Gmina Świętajno is a rural gmina (administrative district) in Szczytno County, Warmian-Masurian Voivodeship, in northern Poland. Its seat is the village of Świętajno, which lies approximately 16 km east of Szczytno and 54 km south-east of the regional capital Olsztyn.

The gmina covers an area of 279.78 km2, and as of 2006 its total population is 5,879.
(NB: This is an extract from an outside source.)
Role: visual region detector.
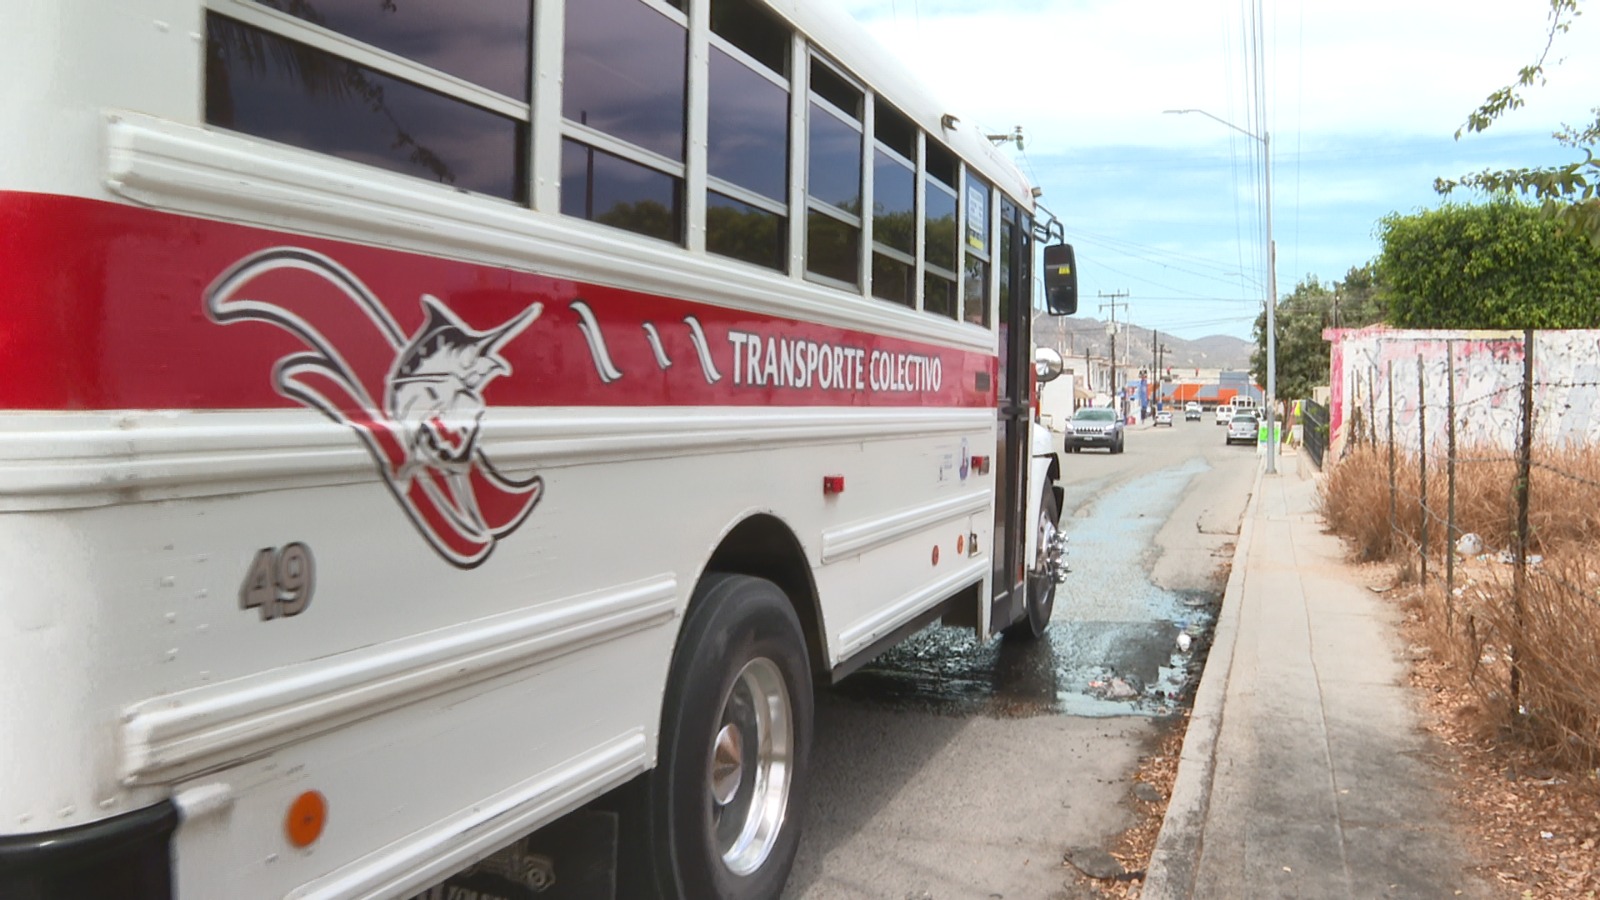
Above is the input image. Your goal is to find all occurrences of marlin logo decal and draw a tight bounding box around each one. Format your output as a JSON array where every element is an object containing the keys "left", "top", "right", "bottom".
[{"left": 206, "top": 247, "right": 543, "bottom": 568}]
The gmina contains part of the protected area called Masurian Landscape Park.

==Villages==
Gmina Świętajno contains the villages and settlements of Biały Grunt, Brzózki, Bystrz, Chajdyce, Chochół, Cis, Długi Borek, Jerominy, Jerutki, Jeruty, Kierwik, Koczek, Kolonia, Konrady, Łąck Mały, Łąck Wielki, Myszadło, Niedźwiedzica, Nowe Czajki, Piasutno, Połom, Powałczyn, Racibórz, Spychówko, Spychowo, Spychowski Piec, Stare Czajki, Świętajno, Szklarnia and Zielone.

==Neighbouring gminas==
Gmina Świętajno is bordered by the gminas of Dźwierzuty, Piecki, Rozogi, Ruciane-Nida and Szczytno.